Through Marxist theory, oppression, imperialism, and capitalism are visible. At the beginning of the story, we are aware of the separation within the people. Not only men and women, but based off of their economic status. We can see the disparity between the rich and poor. The Director of Companies is the wealthiest and the others were poor. The main character Marlow had to struggle in order to have a job. This is why his aunt helped him. From Marlow, we learned that the director has “so many millions”. This lets the reader know he does not work, he is in a higher class, and those under him are over worked. There was no equality of wealth within the characters of the story.
The characters of the story focused on receiving wealth by trading ivory. Ivory was their main source of wealth. Wealth was visible within the story, for the natives and others by it being on their land, yet it wasn’t at their reach. The “capital people” became very wealthy from the ivory that was transferred from the Native’s land to the capitalist. They were basically taking all of their riches for their selves as the Natives struggled to simply find food.

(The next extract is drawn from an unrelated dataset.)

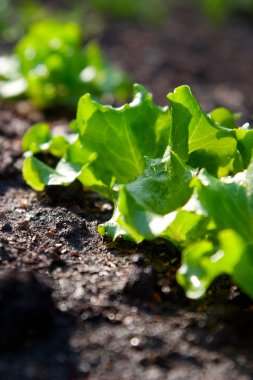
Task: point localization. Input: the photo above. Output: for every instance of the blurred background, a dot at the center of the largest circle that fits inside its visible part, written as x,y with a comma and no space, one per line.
161,44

Since there was no equality and the classes were separate, the Natives worked for no pay. Life was unfair, but those who had money, had power and value. Even though the Natives worked day in and out, they weren’t respected as the capitalist were. The capitalist did what they knew best, be greedy and take all of the merchandise for their selves, as the Natives lose out on all rewards.
Kurtz was a character within the story that possessed and showed greed, even though his intentions were to complete great things such as “humanizing, improving, and instructing”.“He declared he would shoot me unless I gave him the ivory and then cleared out of the country, because he could do so, and had a fancy for it, and there was nothing on earth to prevent him killing whom he jolly well pleased. And it was true, too. I gave him the ivory. What did I care! But I didn’t clear out. No, no. I couldn’t leave him. I had to be careful, of course, till we got friendly again for a time. He had his second illness then. Afterwards I had to keep out of the way; but I didn’t mind. He was living for the most part in those villages on the lake. When he came down to the river, sometimes he would take to me, and sometimes it was better for me to be careful.” (Conrad)
He wasn’t always like this. Before he left for Congo, he was still your average unhealthy man, but he wasn’t a savage nor greedy. Once he left Congo, for adventure and to trade ivory, he received a taste of imperialism f...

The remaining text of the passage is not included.